Ей вспомнился грязный взгляд, которым Лужняк окинул ее и Марцыся, будто помоями окатил. Ее и этого мальчика, почти ребенка! Хуже всего, что этот ребенок был достаточно взрослым, чтобы понять намек. Словно на мгновение замутился прозрачный, чистый источник, эта смешная и милая дружба с мальчиком, со строптивым сыном госпожи Роек. Но что поделаешь? Уж таковы эти люди! Тут и обижаться не на кого. Что же еще им могло прийти в голову!

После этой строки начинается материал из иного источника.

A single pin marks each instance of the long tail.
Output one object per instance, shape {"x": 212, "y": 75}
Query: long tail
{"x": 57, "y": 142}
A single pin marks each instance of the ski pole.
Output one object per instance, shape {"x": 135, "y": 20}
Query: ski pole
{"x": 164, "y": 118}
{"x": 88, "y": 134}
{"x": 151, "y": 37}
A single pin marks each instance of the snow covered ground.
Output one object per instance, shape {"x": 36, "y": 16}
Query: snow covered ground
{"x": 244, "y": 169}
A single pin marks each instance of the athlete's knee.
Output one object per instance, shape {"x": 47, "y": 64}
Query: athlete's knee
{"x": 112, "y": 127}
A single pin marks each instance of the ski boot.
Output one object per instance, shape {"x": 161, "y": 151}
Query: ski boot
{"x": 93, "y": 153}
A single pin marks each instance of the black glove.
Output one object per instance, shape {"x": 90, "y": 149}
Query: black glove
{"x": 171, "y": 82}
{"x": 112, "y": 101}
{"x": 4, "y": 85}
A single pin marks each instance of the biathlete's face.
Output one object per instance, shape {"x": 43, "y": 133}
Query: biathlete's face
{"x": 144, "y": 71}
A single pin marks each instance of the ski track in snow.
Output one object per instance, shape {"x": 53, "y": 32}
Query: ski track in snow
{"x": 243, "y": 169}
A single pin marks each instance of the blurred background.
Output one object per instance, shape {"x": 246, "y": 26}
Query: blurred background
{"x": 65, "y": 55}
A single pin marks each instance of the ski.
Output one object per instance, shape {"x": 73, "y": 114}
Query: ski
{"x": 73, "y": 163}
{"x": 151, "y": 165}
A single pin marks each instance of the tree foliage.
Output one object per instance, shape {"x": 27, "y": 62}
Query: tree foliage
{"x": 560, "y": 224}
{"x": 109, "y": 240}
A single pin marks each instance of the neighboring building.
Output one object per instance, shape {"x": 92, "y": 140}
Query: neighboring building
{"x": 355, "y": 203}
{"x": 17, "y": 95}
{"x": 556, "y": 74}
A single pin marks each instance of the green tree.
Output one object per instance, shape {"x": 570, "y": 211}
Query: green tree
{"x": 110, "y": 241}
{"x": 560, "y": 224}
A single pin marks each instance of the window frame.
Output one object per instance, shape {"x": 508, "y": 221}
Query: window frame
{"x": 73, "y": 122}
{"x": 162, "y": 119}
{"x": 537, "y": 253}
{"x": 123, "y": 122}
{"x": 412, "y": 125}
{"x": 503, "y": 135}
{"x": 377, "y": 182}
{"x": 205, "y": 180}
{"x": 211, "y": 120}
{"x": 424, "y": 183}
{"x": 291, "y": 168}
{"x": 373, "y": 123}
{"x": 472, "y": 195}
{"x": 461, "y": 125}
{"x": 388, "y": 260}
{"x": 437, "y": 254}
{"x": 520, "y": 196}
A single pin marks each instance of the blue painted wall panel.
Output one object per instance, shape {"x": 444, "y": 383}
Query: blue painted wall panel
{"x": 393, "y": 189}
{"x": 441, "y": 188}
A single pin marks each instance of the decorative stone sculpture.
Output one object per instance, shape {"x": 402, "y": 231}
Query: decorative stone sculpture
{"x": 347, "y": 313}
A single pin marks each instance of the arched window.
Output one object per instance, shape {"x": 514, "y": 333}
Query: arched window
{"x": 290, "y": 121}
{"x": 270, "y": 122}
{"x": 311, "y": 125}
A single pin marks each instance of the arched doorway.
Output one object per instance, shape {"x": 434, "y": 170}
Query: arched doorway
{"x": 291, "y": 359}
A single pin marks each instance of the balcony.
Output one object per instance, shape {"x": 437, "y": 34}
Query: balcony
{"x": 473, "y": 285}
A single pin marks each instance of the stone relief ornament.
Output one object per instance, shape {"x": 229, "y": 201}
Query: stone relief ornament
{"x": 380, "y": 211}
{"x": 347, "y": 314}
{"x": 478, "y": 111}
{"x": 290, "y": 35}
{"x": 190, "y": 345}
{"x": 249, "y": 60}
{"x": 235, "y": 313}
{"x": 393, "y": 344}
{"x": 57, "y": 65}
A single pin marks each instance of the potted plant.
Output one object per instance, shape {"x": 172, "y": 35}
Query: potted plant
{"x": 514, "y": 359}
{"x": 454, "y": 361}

Марцысь, вернувшийся из «Автосбыта», был все еще немного смущен. Его обуревали противоречивые чувства. В нем еще кипело негодование, но он сознавал, что с Лужняком он вел себя как мужчина, и если бы не Ядвига, не помог бы унтеру и его револьвер, уж он бы расквасил эту гнусную морду. Было, однако, еще нечто другое. Где-то в самой глубине души Марцысь гордился тем, что этот скот принял его за совершенно взрослого, больше чем взрослого… И вот за это Марцысь себя презирал. К счастью, Ядвига будто и не замечает его смущения и ведет себя так, словно ничего не случилось. Теперь, когда она не между чужими, у нее уже нет этого испуганного, детского выражения лица, она снова стала сама собой, добрым товарищем, одним из лучших работников овцефермы.